M. Costejoux s’essuya le front avec un mouvement de colère. Ses yeux lançaient des éclairs ; puis il pâlit et, s’asseyant comme un homme brisé :

— Jeune homme, dit-il, j’ai une mission terrible à remplir. Il n’y a pas ici d’ami, il n’y a plus d’avocat. Je suis devenu un inquisiteur et un juge. Oui, moi, girondin l’an passé, quand je quittai ma province avec des illusions de l’inexpérience, je suis devenu ce que tout vrai patriote est forcé d’être.
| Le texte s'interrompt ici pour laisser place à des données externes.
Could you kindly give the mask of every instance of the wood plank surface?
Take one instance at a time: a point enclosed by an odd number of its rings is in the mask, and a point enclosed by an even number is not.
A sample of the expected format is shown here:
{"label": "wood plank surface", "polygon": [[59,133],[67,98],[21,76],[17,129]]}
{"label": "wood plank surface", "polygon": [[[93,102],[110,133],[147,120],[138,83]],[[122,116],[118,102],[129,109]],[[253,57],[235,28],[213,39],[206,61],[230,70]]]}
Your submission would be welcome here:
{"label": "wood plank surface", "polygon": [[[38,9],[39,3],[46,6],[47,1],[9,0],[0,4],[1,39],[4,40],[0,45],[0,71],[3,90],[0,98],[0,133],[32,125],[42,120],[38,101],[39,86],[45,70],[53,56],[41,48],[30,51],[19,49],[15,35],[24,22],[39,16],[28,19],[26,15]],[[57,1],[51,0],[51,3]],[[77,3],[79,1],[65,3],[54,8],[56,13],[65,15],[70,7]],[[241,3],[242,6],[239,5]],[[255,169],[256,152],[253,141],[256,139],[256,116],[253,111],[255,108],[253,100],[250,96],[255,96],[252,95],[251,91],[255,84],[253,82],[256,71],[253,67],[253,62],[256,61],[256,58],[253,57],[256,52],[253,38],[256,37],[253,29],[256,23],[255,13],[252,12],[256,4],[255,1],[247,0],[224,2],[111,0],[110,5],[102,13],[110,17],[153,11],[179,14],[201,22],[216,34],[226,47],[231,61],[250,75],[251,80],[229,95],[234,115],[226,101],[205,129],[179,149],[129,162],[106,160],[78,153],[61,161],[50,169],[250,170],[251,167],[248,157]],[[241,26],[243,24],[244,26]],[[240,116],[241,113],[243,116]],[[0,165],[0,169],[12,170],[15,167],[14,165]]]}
J’ai vu l’incapacité politique des meilleurs modérés et l’infâme trahison du plus grand nombre. Ceux qu’on a sacrifiés ont payé pour ceux qui ont allumé la guerre civile dans les provinces. Ils étaient un obstacle à_ _l’autorité des hommes qui ont juré de sauver la patrie, il a fallu le briser. Il a fallu mettre sous les pieds toute pitié, toute affection, tout remords. Il a fallu tuer des femmes, des enfants… Je vous dis qu’il l’a fallu !… — Et en parlant ainsi, il mordait son mouchoir. — Je vous dis qu’il le faut encore. Si vous avez seulement hésité un instant entre votre père et la République, vous êtes perdu et je ne puis vous sauver.